Les conclusions de l'histoire ne sont guère plus intéressantes, qui insistent sur l'ironique relativisme auquel le phénoménal écoulement des millénaires donne systématiquement lieu, comme l'illustrait avec beaucoup d'humour l'ouvrage d'Alfred Franklin intitulé Les ruines de Paris en 4908 : en quelques mots, nos intrépides guerriers comprennent que le livre le plus sacré de ces Terriens du futur, qui permet aux croyants d'accomplir de véritables prouesses physiques, la Sainte Bible, n'aurait été composée que par un ordinateur surpuissant que les derniers réfugiés humains ont créé pour permettre aux générations futures de survivre, à quelques kilomètres sous la mer, afin de se protéger du cataclysme et des radiations provoqués par la chute d'un astre sur notre planète.
Le livre le plus saint de l'humanité n'est qu'une création humaine ! Frank Herbert, plus intelligemment, imaginait dans Destination vide puis L'incident Jésus une étonnante histoire où un vaisseau immense, devenu conscient de lui-même, exigeait de ses pilotes qu'ils le vénèrent.
Pour Somoza, Dieu, ici confondu avec une sorte de démiurge inspirant la peur (1), n'est donc qu'une invention de l'homme et la clé de l'abîme, non point le lieu impénétrable où il aurait trouvé son ultime refuge mais celui d'une humanité aux abois (cf. p. 328 et sq.). Ironie bien évidemment accentuée par la chute de notre roman, qui s'amuse un peu trop facilement à mon goût des conséquences (le royaume de la peur étendant son empire sur toute la Terre) pour le moins prévisibles d'un assemblage hétéroclite de textes de Lovecraft ayant composé, donc, le livre tenu pour le plus saint par cette humanité future.

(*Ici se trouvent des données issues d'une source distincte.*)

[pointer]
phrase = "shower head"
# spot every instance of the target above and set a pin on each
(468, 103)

Une toute légère inquiétude, à peine dickienne, à vrai dire distillée dans l'ensemble du roman (2), proviendra toutefois du fait que les événements que raconte le roman de Somoza ont bien eu lieu alors qu'ils ne sont, après tout, que le résultat d'une croyance en une religion fausse manifestée par un livre moins faux que lovecraftien.
Notes
(1) «L’homme moderne pense qu’il ne croit plus en Dieu, ce qui peut être vrai, mais il le craint toujours. Dieu forme dans l’esprit de l’homme une ombre qui n’a pas d’entité, ni même de réalité, qui n’est constituée que de peur. Sa réalité est la peur qu’il provoque», in José Carlos Somoza, La Clé de l’abîme (traduction de Marianne Millon, Éditions Actes Sud, 2009), p. 106.
(2) Ainsi, p. 223 : «Je déteste le monde des croyants, quelle que soit leur religion, ce monde de ténèbres peuplé de créatures atroces et d’un Dieu qui rêve sous les eaux jusqu’au moment où il décidera de nous détruire… Pourtant… qui nous assure qu’il est faux ? Et c’est ça le pire. Je déteste les croyants, mais je ne peux pas me passer de ce qu’ils croient.»